Fast Path addresses these factors as follows:

  1. Select a secondary CPU for a given device or port. and cause all I/O for that device to originate and complete on that CPU. This offloads the primary CPU and reduces cache faults.

  2. Replace dependence upon SCS/IOLOCK8 spinlock by providing a port-specific spinlock whenever possible.

  3. For the most common I/O requests, preallocate resources and provide an optimized path through the mainline code.

Using Fast Path features does not require source-code changes. It does require major changes to device drivers, so it has been implemented only for the newer high-performance devices. These currently service many CI, Fibre Channel, parallel SCSI, and LAN devices.

Table 10-1 lists the supported ports for each OpenVMS Alpha version.

Table 10-1 Supported Ports for Each Version of OpenVMS Alpha and Integrity servers

VersionSupported Ports

7.3-2

SMART Array 53xx, many LAN devices

7.3-1

KZPEA

7.3

CIXCD, CIPCA, KGPSA, KZPBA

7.1

CIXCD, CIPCA

7.0

CIXCD

 

Prior to OpenVMS Alpha Version 7.3-1, all hardware interrupts took place on the primary CPU. Interrupts from Fast Path enabled devices would have to be redirected from the primary CPU to a ''preferred'' CPU. However, this redirection still involved the primary CPU, and also incurred interprocessor overhead.

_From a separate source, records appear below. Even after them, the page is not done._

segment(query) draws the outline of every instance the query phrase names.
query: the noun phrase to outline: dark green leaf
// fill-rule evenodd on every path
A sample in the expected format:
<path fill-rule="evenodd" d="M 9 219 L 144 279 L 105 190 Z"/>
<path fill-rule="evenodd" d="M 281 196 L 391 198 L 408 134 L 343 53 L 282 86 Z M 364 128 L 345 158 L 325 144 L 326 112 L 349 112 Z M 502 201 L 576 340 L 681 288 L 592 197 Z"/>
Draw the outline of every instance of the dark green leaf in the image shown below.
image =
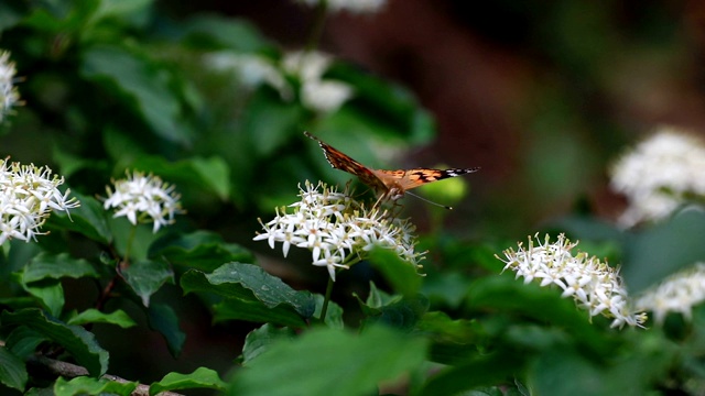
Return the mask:
<path fill-rule="evenodd" d="M 467 284 L 467 277 L 457 272 L 437 273 L 424 279 L 421 293 L 429 296 L 432 301 L 440 299 L 452 308 L 456 308 L 465 297 Z"/>
<path fill-rule="evenodd" d="M 296 292 L 252 264 L 228 263 L 207 275 L 191 270 L 182 276 L 181 286 L 184 293 L 209 292 L 243 300 L 253 300 L 253 296 L 269 308 L 285 304 L 306 319 L 315 310 L 315 301 L 310 293 Z"/>
<path fill-rule="evenodd" d="M 334 124 L 347 129 L 345 124 L 356 123 L 362 131 L 403 144 L 424 144 L 433 138 L 433 118 L 409 90 L 345 64 L 334 65 L 326 77 L 349 82 L 355 87 L 355 96 L 339 111 L 322 120 L 323 129 Z M 339 117 L 347 121 L 334 121 Z"/>
<path fill-rule="evenodd" d="M 93 197 L 83 196 L 72 191 L 72 196 L 80 201 L 80 207 L 70 210 L 70 217 L 66 212 L 55 212 L 48 218 L 46 227 L 52 230 L 68 230 L 78 232 L 88 239 L 102 244 L 112 241 L 112 233 L 106 220 L 106 210 L 102 205 Z"/>
<path fill-rule="evenodd" d="M 174 282 L 174 273 L 163 260 L 137 261 L 122 270 L 121 274 L 145 307 L 150 306 L 150 297 L 166 282 Z"/>
<path fill-rule="evenodd" d="M 638 293 L 670 274 L 705 261 L 705 212 L 684 210 L 627 239 L 621 274 Z"/>
<path fill-rule="evenodd" d="M 117 324 L 123 329 L 137 326 L 134 320 L 132 320 L 132 318 L 130 318 L 121 309 L 118 309 L 110 314 L 105 314 L 97 309 L 90 308 L 72 317 L 68 320 L 68 324 L 82 326 L 86 323 L 110 323 L 110 324 Z"/>
<path fill-rule="evenodd" d="M 314 314 L 314 317 L 321 318 L 323 300 L 325 297 L 319 294 L 314 294 L 313 297 L 316 299 L 316 312 Z M 345 327 L 345 323 L 343 322 L 343 308 L 334 301 L 328 301 L 325 323 L 332 329 L 343 329 Z"/>
<path fill-rule="evenodd" d="M 212 272 L 223 263 L 254 262 L 250 251 L 234 243 L 226 243 L 219 234 L 208 231 L 166 234 L 152 243 L 149 256 L 161 256 L 170 263 L 205 272 Z"/>
<path fill-rule="evenodd" d="M 40 253 L 24 267 L 22 280 L 31 283 L 44 278 L 79 278 L 84 276 L 98 277 L 98 272 L 89 262 L 83 258 L 73 258 L 68 253 L 58 255 Z"/>
<path fill-rule="evenodd" d="M 236 373 L 228 392 L 238 396 L 368 395 L 377 384 L 417 369 L 426 342 L 391 329 L 361 334 L 318 328 L 282 340 Z M 276 381 L 272 381 L 276 378 Z"/>
<path fill-rule="evenodd" d="M 458 395 L 479 386 L 497 385 L 520 372 L 528 356 L 497 351 L 447 366 L 424 385 L 421 396 Z"/>
<path fill-rule="evenodd" d="M 257 154 L 270 156 L 286 144 L 302 116 L 302 108 L 283 102 L 279 94 L 258 89 L 243 110 L 242 128 Z"/>
<path fill-rule="evenodd" d="M 18 4 L 4 1 L 0 3 L 0 32 L 18 24 L 25 12 L 26 11 L 22 10 Z"/>
<path fill-rule="evenodd" d="M 164 304 L 152 304 L 147 312 L 150 329 L 159 331 L 164 337 L 169 352 L 177 358 L 186 341 L 186 334 L 178 327 L 178 317 L 174 309 Z"/>
<path fill-rule="evenodd" d="M 48 341 L 48 339 L 26 326 L 18 326 L 4 341 L 15 356 L 26 360 L 34 354 L 42 342 Z"/>
<path fill-rule="evenodd" d="M 230 168 L 220 157 L 192 157 L 171 162 L 161 156 L 140 155 L 132 168 L 151 172 L 178 187 L 194 186 L 204 193 L 215 193 L 220 200 L 230 196 Z"/>
<path fill-rule="evenodd" d="M 384 323 L 400 330 L 411 331 L 429 309 L 429 299 L 423 295 L 404 297 L 378 308 L 377 315 L 368 316 L 364 324 Z"/>
<path fill-rule="evenodd" d="M 43 279 L 26 284 L 22 280 L 22 273 L 14 274 L 22 288 L 40 300 L 42 306 L 54 316 L 58 316 L 64 308 L 64 287 L 57 279 Z"/>
<path fill-rule="evenodd" d="M 186 144 L 192 132 L 182 120 L 178 96 L 170 88 L 166 69 L 118 46 L 95 46 L 84 53 L 80 73 L 111 91 L 124 95 L 161 138 Z"/>
<path fill-rule="evenodd" d="M 226 298 L 214 305 L 213 320 L 247 320 L 259 323 L 273 323 L 293 328 L 306 327 L 306 321 L 290 305 L 278 305 L 269 308 L 261 301 L 252 299 Z"/>
<path fill-rule="evenodd" d="M 58 377 L 54 383 L 54 394 L 56 396 L 74 395 L 131 395 L 139 383 L 119 383 L 105 378 L 91 378 L 87 376 L 75 377 L 66 381 Z"/>
<path fill-rule="evenodd" d="M 369 261 L 382 273 L 395 293 L 404 296 L 414 296 L 419 293 L 422 283 L 419 268 L 401 260 L 393 251 L 375 249 L 370 252 Z"/>
<path fill-rule="evenodd" d="M 473 344 L 478 342 L 478 336 L 484 337 L 482 330 L 476 321 L 452 319 L 441 311 L 427 312 L 416 323 L 416 331 L 426 334 L 436 342 Z"/>
<path fill-rule="evenodd" d="M 523 284 L 511 276 L 486 277 L 473 283 L 466 304 L 471 309 L 509 311 L 554 323 L 572 334 L 581 334 L 576 340 L 594 351 L 610 349 L 597 327 L 590 323 L 588 312 L 578 310 L 572 299 L 561 298 L 557 289 Z"/>
<path fill-rule="evenodd" d="M 247 364 L 259 356 L 275 344 L 276 341 L 282 339 L 293 340 L 295 336 L 294 330 L 290 328 L 276 328 L 270 323 L 250 331 L 245 338 L 245 345 L 242 346 L 242 363 Z"/>
<path fill-rule="evenodd" d="M 94 376 L 108 370 L 108 352 L 98 345 L 93 333 L 78 326 L 67 326 L 48 318 L 39 309 L 2 312 L 3 324 L 23 324 L 64 346 L 78 364 Z"/>
<path fill-rule="evenodd" d="M 250 53 L 270 46 L 253 24 L 241 19 L 198 15 L 188 21 L 184 31 L 194 38 L 198 36 L 210 42 L 215 47 L 226 46 Z"/>
<path fill-rule="evenodd" d="M 164 391 L 209 388 L 225 391 L 226 383 L 220 380 L 217 372 L 198 367 L 191 374 L 169 373 L 162 381 L 150 385 L 150 395 L 156 395 Z"/>
<path fill-rule="evenodd" d="M 7 348 L 0 346 L 0 383 L 18 391 L 24 391 L 26 380 L 24 362 Z"/>

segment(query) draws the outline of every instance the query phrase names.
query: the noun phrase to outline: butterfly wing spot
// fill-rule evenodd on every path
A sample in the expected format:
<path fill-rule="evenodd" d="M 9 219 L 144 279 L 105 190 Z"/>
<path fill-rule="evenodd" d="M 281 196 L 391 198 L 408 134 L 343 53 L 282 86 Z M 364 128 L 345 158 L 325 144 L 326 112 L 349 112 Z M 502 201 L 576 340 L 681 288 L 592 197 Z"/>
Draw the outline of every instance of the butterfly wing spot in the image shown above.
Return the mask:
<path fill-rule="evenodd" d="M 473 172 L 477 172 L 475 168 L 453 168 L 453 169 L 427 169 L 415 168 L 409 170 L 373 170 L 377 176 L 389 188 L 397 188 L 403 191 L 423 186 L 429 183 L 443 180 L 449 177 L 462 176 Z"/>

Starting with OpenVMS Alpha Version 7.3-1, hardware interrupts that are targeted for a ''preferred'' CPU go directly to the ''preferred'' CPU, thereby eliminating any I/O processing in the primary CPU. This major Fast Path enhancement is known as distributed interrupts.

NOTE: This feature is available on Fibre Channel, CI, and some SCSI ports on AlphaServer DS20, ES40/45, and GS series systems.

For more information about Fibre Channel, SCSI, and CI configurations, see Guidelines for OpenVMS Cluster Configurations.

10.2.1 Using Fast Path Features

Preferred CPU Selection

All Fast Path ports are assignable to CPUs. You can set a system parameter specifying the set of CPUs that are allowed to serve as preferred CPUs. This set is called the set of allowable CPUs. At any point in time, the set of CPUs that currently can have ports assigned to them, called the set of usable CPUs, is the intersection of the set of allowable CPUs, and the current set of running CPUs.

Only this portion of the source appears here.